While sharing a similar base structure, it will carry different instruments and can act more autonomously than the Yutu 1 and 2, according to the Chang’e 7 deputy designer, Tang Yuhua.
Working out of the Lunar Exploration and Space Engineering Centre of China, Tang told the press the new rover would act more independently than the rovers before it and is capable of mapping out its course with less remote intervention than previous Yutu rovers.
The Chang’e 7 mission will also deliver a smaller rover developed and built by the United Arab Emirates, which kickstarted its space program in 2014.
The new rover will be outfitted with a panoramic camera and a ground-penetrating radar similar to the Yutu 2.
In place of Yutu 2’s infrared and visible spectrometers, it will feature a magnetometer that will measure magnetic variations on the moon’s surface, and a Raman spectrometer responsible for analysing samples collected during the mission.

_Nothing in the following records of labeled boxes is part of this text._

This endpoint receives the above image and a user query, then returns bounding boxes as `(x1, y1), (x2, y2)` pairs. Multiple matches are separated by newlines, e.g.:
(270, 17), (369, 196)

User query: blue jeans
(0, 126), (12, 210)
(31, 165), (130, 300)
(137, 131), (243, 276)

The 2026 Chang’e 7 mission will be followed up by Chang’e 8 in 2028, which the CNSA stated would focus on laying foundations for the International Lunar Research Station (ILRS).
Chang’e 8 will test technologies required for 3D printing, and search for resources that may assist astronauts during lunar visits.
At present, both China and Russia have committed to the ILRS project and are looking for potential collaborators for the endeavour.
The ILRS will be able to host astronauts for “long-term” stays as early as 2035, according to the CNSA.
Before Chang’e 7 and 8 lift off, the Yutu 2 rover, which has been operating on the moon’s surface since 2018, will collect samples from the Aitken Basin near the South Pole.
The plucky rover – originally only tipped to explore the moon for four months – defied all expectations, remaining operational for a much longer duration.